For those who do not know this, the Psychometrics Forum began life in 1985. Back then it was the 16PF User’s Group which I founded in an era when psychometrics was very different from today. And yet, in being asked to write this blog, I am also struck by how little has changed! Over the years I have learnt to accept and even make sense of such paradoxes.
The early years
When I started the 16PF Users Group in 1985 computers were still a novelty. My career as a Psychologist began at NFER Publishing Company, the main distributor of psychometrics in the UK (which included 16PF, MBTI, GPPI and FIRO to name but a few). Learning about these instruments was a tortuous process. There were dense technical manuals to wade through and readable interpretative guides were not even on the radar. Practitioners spent hours writing reports which, to some, were like the 13th labour of Hercules – I still have had delegates come back 15 years later asking to complete their qualification. When the 16PF User Group was founded there is no doubt that training to use any personality questionnaires was a significant effort. So is today’s training process any easier? To judge that perhaps we need a recap.
The development of testing ‘best practice’ guidelines
… and so Ray Cattell is to blame … for a whole generation of Level A delegates that have been traumatised
Today’s BPS/EFPA guidelines for test use have a history. The early guidelines grew out of a dilemma that faced the NFER Publishing Company (the commercial arm of the National Foundation for Educational Research – NFER). NFER Pub Co was, therefore, wholly owned by a registered charity. The reason why NFER was so central to psychometrics was because the most significant testing effort post 1945 was the 11+. Hence the NFER was the centre of expertise in tests and measurement. When demand for personality testing in the occupational field began to grow there was an important question – who should be allowed to buy and use tests? Perhaps because the NFER were a charity, this was seen as an ethical rather than a commercial question. Hence the NFER asked the British Psychological Society (BPS) for a professional view – I believe this was in the late 1960’s. In their turn the BPS sought advice from the author of the most requested personality questionnaire at the time – the 16PF. And so Ray Cattell is to blame! He believed that, to understand the 16PF, people would need to understand its statistical properties – and that wasn’t just means, SD’s, scales scores and correlations – it also meant gaining some understanding of Factor Analysis. We can debate whether Ray was right or wrong but the effect was that early training courses included manual calculations for extracting the principal component from a correlation matrix. The result has been a whole generation of Level A delegates who have been traumatised by their experience!
Level A to Test User Ability (TUA) – why and what’s the difference?

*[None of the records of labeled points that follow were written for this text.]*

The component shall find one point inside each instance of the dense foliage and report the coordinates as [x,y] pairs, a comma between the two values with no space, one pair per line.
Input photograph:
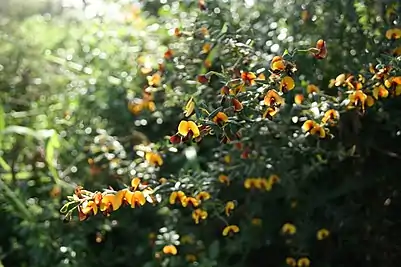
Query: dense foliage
[204,133]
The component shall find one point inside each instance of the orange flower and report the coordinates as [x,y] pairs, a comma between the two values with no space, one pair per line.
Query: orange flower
[393,33]
[277,64]
[168,54]
[273,99]
[299,98]
[198,215]
[224,179]
[188,128]
[256,221]
[330,116]
[257,183]
[289,229]
[135,183]
[189,200]
[322,234]
[380,91]
[358,98]
[248,78]
[225,90]
[320,52]
[274,178]
[230,205]
[230,229]
[201,196]
[202,79]
[394,83]
[170,249]
[154,80]
[303,262]
[190,257]
[311,88]
[112,202]
[138,199]
[313,128]
[177,195]
[204,31]
[206,48]
[291,261]
[154,158]
[220,118]
[177,32]
[89,207]
[352,83]
[189,107]
[287,84]
[237,105]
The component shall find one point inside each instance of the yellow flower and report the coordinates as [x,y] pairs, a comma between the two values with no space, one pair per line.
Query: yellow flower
[220,118]
[273,99]
[154,80]
[248,77]
[154,158]
[135,183]
[203,196]
[189,107]
[299,98]
[230,229]
[89,208]
[313,128]
[393,33]
[274,178]
[303,262]
[227,159]
[170,249]
[330,116]
[287,84]
[311,88]
[230,205]
[199,214]
[112,202]
[206,48]
[322,234]
[187,239]
[188,128]
[289,229]
[291,261]
[257,183]
[224,179]
[270,112]
[189,200]
[358,98]
[138,198]
[380,91]
[277,64]
[190,257]
[256,221]
[177,195]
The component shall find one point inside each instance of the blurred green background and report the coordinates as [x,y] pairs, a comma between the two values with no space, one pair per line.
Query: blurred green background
[69,71]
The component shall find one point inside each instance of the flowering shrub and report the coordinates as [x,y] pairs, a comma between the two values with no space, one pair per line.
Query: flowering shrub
[257,120]
[242,155]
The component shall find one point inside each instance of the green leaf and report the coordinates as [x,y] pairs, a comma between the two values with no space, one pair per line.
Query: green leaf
[214,250]
[52,144]
[214,112]
[2,123]
[4,165]
[64,208]
[224,29]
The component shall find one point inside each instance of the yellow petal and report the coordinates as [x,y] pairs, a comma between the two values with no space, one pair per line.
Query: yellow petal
[183,128]
[194,128]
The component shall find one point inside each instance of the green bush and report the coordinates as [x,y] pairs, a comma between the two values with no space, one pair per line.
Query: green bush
[290,159]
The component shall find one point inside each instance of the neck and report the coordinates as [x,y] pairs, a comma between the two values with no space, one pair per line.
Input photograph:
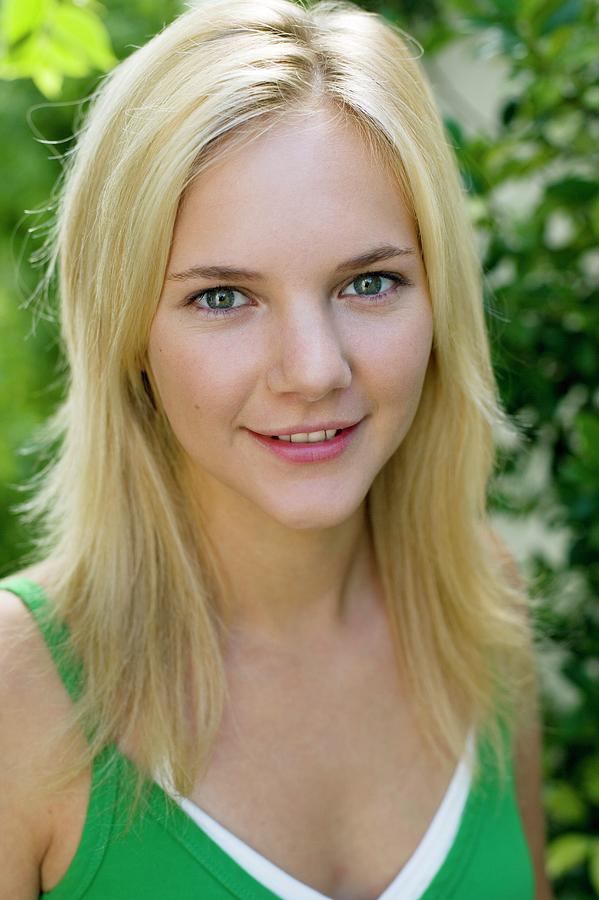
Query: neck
[283,585]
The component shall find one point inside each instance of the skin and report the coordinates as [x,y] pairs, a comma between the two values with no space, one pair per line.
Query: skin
[308,346]
[305,345]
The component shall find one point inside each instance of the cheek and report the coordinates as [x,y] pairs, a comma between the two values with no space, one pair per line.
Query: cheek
[401,351]
[194,374]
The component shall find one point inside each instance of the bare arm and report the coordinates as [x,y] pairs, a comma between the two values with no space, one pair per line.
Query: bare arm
[527,761]
[22,824]
[528,788]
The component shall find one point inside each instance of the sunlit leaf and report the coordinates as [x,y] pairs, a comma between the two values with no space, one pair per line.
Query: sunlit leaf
[567,852]
[20,17]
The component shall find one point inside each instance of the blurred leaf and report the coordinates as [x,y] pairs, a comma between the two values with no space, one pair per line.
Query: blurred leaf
[594,866]
[84,31]
[564,804]
[19,17]
[567,852]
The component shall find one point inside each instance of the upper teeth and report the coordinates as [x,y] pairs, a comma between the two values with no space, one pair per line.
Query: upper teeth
[305,437]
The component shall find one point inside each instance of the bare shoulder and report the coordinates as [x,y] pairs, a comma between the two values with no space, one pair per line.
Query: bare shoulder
[32,702]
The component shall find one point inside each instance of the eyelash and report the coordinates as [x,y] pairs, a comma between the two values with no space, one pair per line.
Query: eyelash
[400,281]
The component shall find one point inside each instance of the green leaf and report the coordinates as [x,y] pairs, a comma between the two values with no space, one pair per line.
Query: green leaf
[572,190]
[21,17]
[590,766]
[84,33]
[567,852]
[594,866]
[48,82]
[564,804]
[567,14]
[587,427]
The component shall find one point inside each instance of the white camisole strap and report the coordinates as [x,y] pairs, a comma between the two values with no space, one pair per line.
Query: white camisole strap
[411,882]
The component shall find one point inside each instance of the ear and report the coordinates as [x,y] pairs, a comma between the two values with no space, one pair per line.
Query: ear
[148,388]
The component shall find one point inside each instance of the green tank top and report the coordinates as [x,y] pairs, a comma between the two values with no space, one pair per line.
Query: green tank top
[164,855]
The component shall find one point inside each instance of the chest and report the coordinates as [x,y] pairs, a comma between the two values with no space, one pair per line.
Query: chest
[319,767]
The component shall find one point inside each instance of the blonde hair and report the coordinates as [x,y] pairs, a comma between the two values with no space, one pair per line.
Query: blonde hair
[134,576]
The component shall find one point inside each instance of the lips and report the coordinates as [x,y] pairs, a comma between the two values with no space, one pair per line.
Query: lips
[308,452]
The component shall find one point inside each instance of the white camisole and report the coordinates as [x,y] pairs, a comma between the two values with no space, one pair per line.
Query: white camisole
[411,882]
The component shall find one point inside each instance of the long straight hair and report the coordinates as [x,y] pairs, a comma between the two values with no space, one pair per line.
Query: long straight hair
[133,573]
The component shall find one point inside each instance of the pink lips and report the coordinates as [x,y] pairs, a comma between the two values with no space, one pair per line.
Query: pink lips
[305,452]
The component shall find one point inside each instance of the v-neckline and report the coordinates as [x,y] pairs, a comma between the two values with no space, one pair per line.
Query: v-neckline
[164,808]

Over time the emphasis on statistics in qualifying courses has reduced. Over the same period the length of training has also reduced. The first ‘Level A’ course I knew about was a 7-day version run by the NIIP (National Institute for Industrial Psychology). NIIP was eventually absorbed by NFER Pub Co and when I joined there in 1977 Peter Saville was running 5 day Level A courses. Since then the Level A equivalent courses have atrophied down to 3-day, 2-day and now down to 1-day assessment processes. Of course, one reason is that a significant amount of the learning has been shifted online. However, it may be interesting to question whether competence to use psychometrics today is either a different standard or simply different? Perhaps people need less expertise because computers have replaced it or perhaps people are so much cleverer today – but please don’t quote the Flynn effect as evidence. Maybe we should request a more serious analysis of what has been gained and what has been lost.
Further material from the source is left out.